9 March 2022

A Retiring Priest ... and the Olive Tree

Unwanted Priest The Autobiography of a Latin Mass Exile, Bryan Houghton, published by Angelico Press and with a Preface by Fr Gerard (say-no-more) Deighan, has loads of goodies.

Fr Houghton thought of retiring in 1964, when people started tampering with the Mass. "But I decided against [it]: the 1964 Mass had not touched the Canon--which in theory remained silent and in Latin. It was still possible to say the 1964 Mass with a certain amount of devotion. However, I wrote to the bishop handing in my resignation the day on which the Canon of the Mass was touched. He wrote back a charming letter in which he says: 'Nobody intends to reform the Canon,' and that 'the bishops are there precisely to preserve it.' Poor, dear Bishop! Little did he know what was going to happen." Yet Bishop Leo Parker had attended all four sessions of the Council; if even he failed to realise the plots that were being hatched ...

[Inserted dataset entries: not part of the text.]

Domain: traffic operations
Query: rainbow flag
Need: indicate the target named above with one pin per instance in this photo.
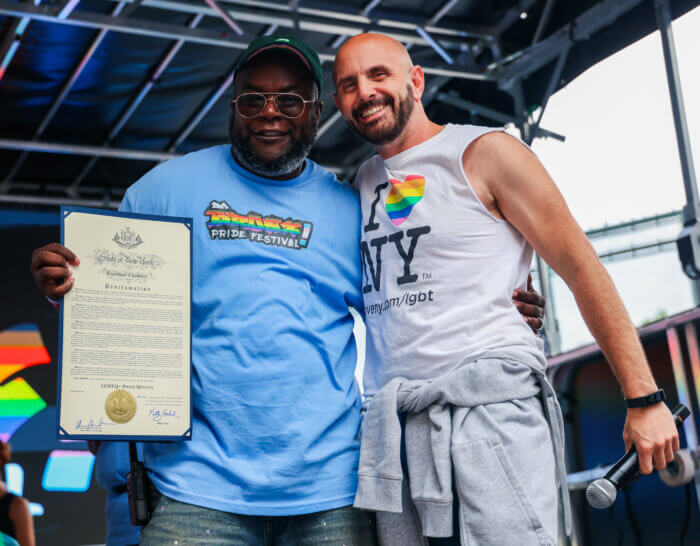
(20, 348)
(403, 197)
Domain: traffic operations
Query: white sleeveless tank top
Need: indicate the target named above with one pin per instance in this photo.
(439, 270)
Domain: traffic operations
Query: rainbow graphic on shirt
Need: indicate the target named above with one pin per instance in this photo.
(225, 223)
(403, 197)
(20, 348)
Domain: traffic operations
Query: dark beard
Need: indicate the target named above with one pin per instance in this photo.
(287, 162)
(387, 134)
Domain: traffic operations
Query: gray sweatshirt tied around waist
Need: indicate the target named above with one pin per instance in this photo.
(498, 376)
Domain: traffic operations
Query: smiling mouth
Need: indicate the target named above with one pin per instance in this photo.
(270, 136)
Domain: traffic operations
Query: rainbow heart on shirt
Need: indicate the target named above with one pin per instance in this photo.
(403, 197)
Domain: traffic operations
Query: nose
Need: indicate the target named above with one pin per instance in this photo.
(270, 110)
(365, 89)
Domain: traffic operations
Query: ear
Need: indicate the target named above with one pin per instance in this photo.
(417, 78)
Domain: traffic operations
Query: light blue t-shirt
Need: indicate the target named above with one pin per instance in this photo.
(276, 264)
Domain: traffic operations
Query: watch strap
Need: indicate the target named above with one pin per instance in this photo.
(645, 401)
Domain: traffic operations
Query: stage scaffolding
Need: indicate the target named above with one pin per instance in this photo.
(451, 48)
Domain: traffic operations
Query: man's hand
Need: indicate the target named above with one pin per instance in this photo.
(653, 432)
(50, 269)
(530, 304)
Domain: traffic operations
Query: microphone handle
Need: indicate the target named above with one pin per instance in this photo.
(627, 468)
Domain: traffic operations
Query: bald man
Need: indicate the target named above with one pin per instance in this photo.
(451, 215)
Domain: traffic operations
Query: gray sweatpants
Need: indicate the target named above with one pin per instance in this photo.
(504, 478)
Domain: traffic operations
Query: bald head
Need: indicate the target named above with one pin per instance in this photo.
(378, 89)
(368, 46)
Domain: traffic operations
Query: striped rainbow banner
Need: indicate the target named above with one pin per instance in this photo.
(20, 348)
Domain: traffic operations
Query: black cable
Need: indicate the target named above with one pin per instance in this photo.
(633, 520)
(686, 520)
(619, 531)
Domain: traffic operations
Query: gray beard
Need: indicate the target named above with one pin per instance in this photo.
(289, 161)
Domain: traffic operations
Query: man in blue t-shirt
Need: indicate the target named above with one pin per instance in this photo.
(276, 266)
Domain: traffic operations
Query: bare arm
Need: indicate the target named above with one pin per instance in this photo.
(23, 521)
(527, 197)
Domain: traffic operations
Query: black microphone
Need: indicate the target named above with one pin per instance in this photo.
(602, 493)
(137, 489)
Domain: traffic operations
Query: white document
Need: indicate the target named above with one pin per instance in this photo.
(125, 328)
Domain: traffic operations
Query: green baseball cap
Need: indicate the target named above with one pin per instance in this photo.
(305, 52)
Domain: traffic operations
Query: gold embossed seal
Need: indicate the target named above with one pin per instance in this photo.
(120, 406)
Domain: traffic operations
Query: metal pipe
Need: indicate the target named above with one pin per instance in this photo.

But Fr Bryan knew ... " ... interesting gossip ... Missions de France ... Innsbruck ... chat ... Karl Rahner ... Jungmann ... Both were most enlightening." ... ... ... ...

Five years later:

"Anyway, the new Mass was to come into force on the first Sunday of Advent, 1969. I wrote immediately to the bishop. Since the Canon had been altered, he had my resignation in my file since 1964. I should retire at midnight between Saturday and Sunday 29th/30th November, 1969."

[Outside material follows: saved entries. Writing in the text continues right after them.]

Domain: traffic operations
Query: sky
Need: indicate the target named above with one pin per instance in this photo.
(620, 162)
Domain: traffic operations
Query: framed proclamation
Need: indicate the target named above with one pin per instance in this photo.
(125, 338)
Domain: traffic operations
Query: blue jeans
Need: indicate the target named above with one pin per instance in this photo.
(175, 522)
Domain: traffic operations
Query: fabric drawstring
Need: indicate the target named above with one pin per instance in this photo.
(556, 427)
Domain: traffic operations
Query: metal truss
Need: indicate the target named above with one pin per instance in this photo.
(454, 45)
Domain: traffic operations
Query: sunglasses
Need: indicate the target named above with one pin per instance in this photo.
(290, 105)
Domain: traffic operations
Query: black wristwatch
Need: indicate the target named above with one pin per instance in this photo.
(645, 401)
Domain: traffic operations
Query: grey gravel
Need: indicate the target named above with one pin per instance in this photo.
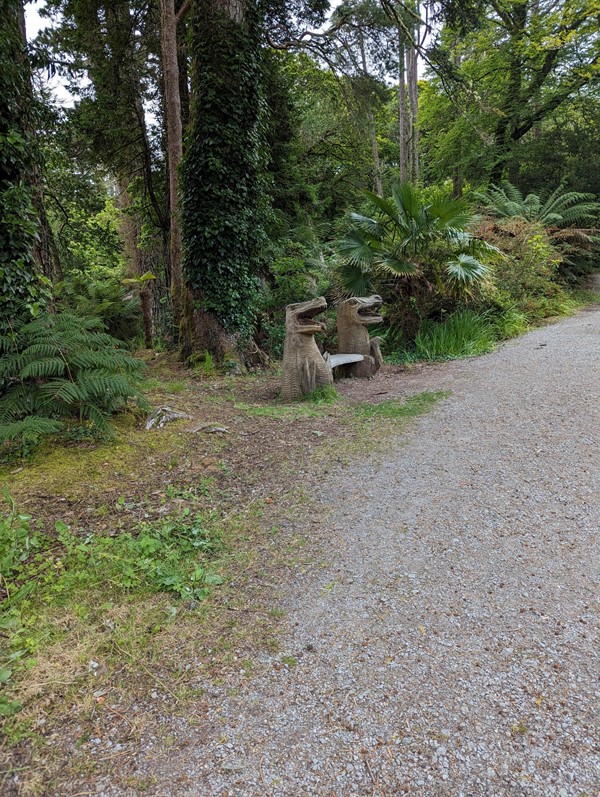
(449, 646)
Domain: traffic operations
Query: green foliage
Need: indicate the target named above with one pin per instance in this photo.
(463, 334)
(561, 209)
(43, 569)
(57, 370)
(99, 293)
(412, 407)
(526, 278)
(510, 323)
(293, 277)
(221, 190)
(21, 288)
(408, 237)
(322, 395)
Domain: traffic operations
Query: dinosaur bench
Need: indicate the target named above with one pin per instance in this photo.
(305, 368)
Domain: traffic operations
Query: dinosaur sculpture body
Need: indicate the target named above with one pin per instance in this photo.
(352, 319)
(304, 368)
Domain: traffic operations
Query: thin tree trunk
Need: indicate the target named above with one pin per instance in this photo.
(371, 122)
(168, 37)
(402, 118)
(135, 258)
(413, 102)
(44, 251)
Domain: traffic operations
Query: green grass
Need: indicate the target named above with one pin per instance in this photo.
(414, 406)
(304, 409)
(46, 573)
(463, 334)
(322, 395)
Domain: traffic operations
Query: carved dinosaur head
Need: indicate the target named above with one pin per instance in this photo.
(362, 309)
(300, 317)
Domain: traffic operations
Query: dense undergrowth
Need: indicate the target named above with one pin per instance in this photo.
(44, 571)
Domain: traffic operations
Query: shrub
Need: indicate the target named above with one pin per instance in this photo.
(99, 293)
(525, 279)
(463, 334)
(56, 371)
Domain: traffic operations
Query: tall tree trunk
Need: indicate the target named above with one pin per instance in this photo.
(45, 251)
(377, 184)
(168, 39)
(413, 103)
(221, 210)
(182, 61)
(402, 116)
(371, 122)
(135, 258)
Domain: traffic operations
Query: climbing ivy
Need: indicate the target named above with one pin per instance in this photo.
(220, 176)
(20, 285)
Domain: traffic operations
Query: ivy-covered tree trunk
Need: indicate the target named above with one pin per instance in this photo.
(20, 286)
(220, 205)
(172, 102)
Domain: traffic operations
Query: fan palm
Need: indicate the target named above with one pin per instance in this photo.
(410, 237)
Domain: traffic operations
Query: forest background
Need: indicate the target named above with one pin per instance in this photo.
(215, 161)
(219, 160)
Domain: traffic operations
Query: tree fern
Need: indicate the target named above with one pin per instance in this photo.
(57, 368)
(561, 209)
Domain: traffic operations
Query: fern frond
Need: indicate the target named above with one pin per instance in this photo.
(49, 366)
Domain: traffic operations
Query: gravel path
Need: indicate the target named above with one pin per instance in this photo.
(450, 645)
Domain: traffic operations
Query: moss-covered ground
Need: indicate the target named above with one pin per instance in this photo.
(159, 555)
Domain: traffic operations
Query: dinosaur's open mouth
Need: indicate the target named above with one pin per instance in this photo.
(369, 313)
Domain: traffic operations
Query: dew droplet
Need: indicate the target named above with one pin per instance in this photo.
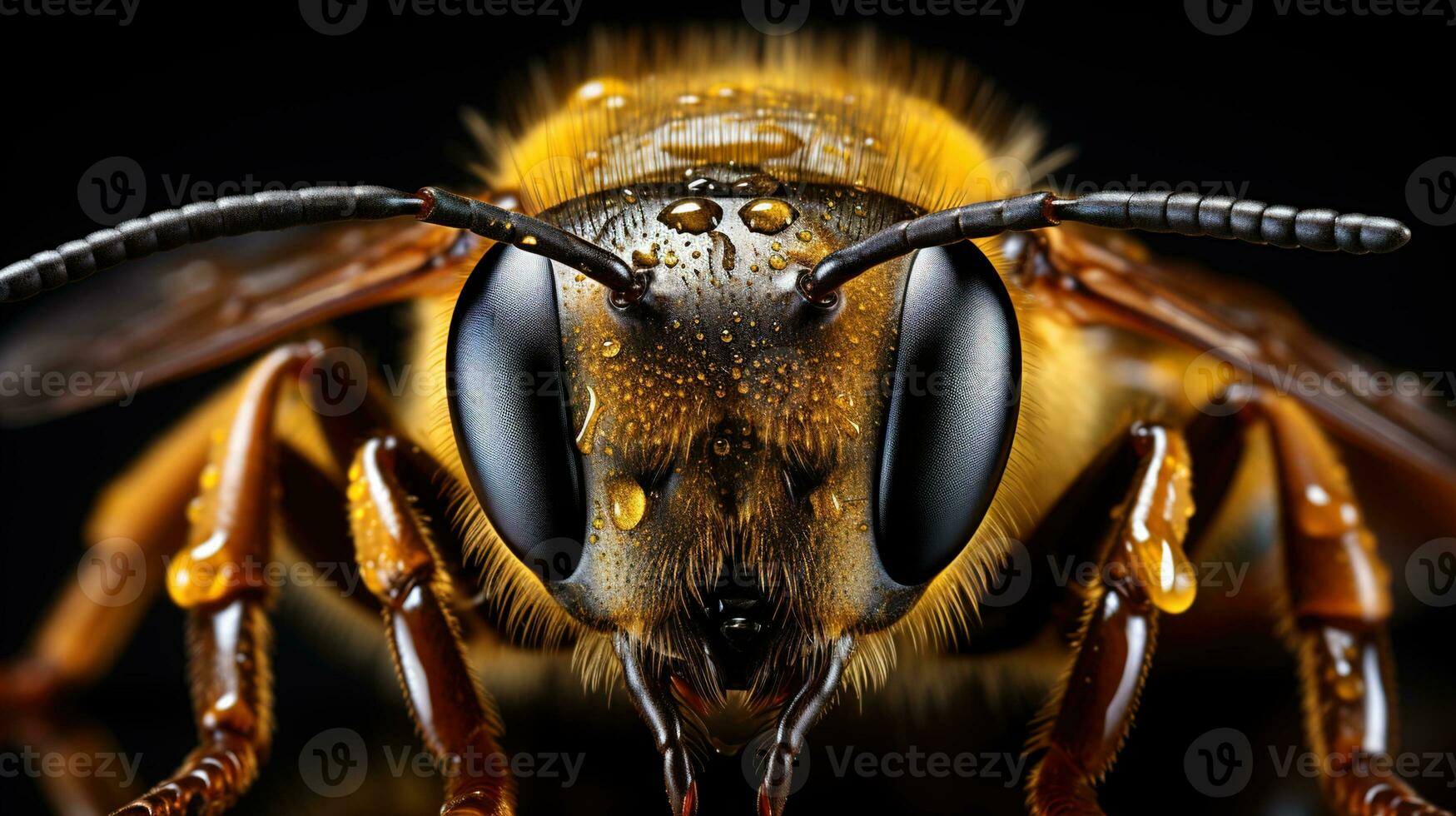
(589, 425)
(756, 184)
(768, 216)
(626, 501)
(692, 216)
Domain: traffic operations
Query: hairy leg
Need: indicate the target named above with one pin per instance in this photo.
(1339, 602)
(1091, 713)
(400, 565)
(217, 580)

So Fr Houghton did the logical thing: he drove South. "It would be absurd not to retire to the South. What I wanted was the northern limit of the South. But how can you tell that the South has started? Ah, that's easy: the olive tree. Thus, I drove down the right bank of the Rhone until I saw an olive tree." 

There he stopped; there, the very same day, he bought a house! 

Somebody should write a thesis about the relationship between Divine Grace and the possession of oodles of Old Money! 

Moi, I have little money and even fewer oodles, but I did plant an olive tree in my garden here after we moved in. During summer, I sit always to the south of it, spitting out olive stones all around it.

In those harrowing events, we have another illustration of the historical problem of the 1960s: the English bishops were not bad men. Far from it. But they had no idea what was going on ... and they were deceived by cunning crooks. Deceived themselves, they then deceived their clergy and laity. 

That's the sort of way the Enemy achieves his ends. Because, it does work, doesn't it?

5 comments:

John Vasc said...

Thank you most kindly, Father, for reminding me of this memoir I intended to read, and have now ordered. Fr Houghton's 1979 epistolary satire 'Mitre and Crook' also looks like a prospectively rewarding read. Have you perhaps already penned a review? If not, it might be a subject worthy of your sense of fine irony...seemingly very much akin to Houghton's...

John Vasc said...

To be fair to Bishop Parker of Northampton, 1964 was before the reformers had really got going. The 1964 changes were an irritant, certainly, but few Catholics were aware of the weirdness of what was going on in Germany, and few of the E&W episcopacy had any sense of the Bugnini horrors in store, (and even Paul VI did not anticipate them). When they came to pass in 1969, I cannot recall a single E&W bishop 'in illo tempore' expressing public unease. Cardinal Heenan's much-quoted public demur about the new Mass as it was presented before the Bishops in Rome (as if on a liturgical catwalk) was that it was too long. The future implications of the multi-choice and ad populum elements in the rubric were imperfectly understood by many clerics.
By the way, Bishop Parker's wiki biography says he retired in 1967 (when he would have been 80), so we can only guess how he might have responded in 1969. Fr Houghton must have resigned under Bishop Parker's successor, Bishop Charles Alexander Grant.

Bill Murphy said...

Neville Shute in his autobiography noted how certain officers at the Admiralty were exceptionally brave when it came to difficult decisions. In almost every case, it turned out that they had private wealth and could afford to resign in protest at a disastrous decision without bringing ruin on their families. Other officers were as brave as lions and would have risked their lives in a night attack on an enemy battleship. But being asked to risk their careers on a paper decision seemed unfair.

coradcorloquitur said...

I will be ordering Father Houghton's autobiography soon. I highly recommend his "Mitre and Crook," which I read decades ago: most engaging and illuminating. What a fine priest and courageous man he had to have been. May his dear soul rest in the glory of Christ.

Sue Sims said...

All three of his books ( Mitre and Crook , Judith's Marriage and St Edmund: King and Martyr are excellent, though the first is probably the best, because he's not so good at writing naturalistic dialogue, of which there's a lot in Judith's Marriage. He also wrote some superb articles for Christian Order in the days when it was edited by Fr Paul Crane SJ, and before it fell down the rabbit hole of conspiracy theory and anti-Semitism.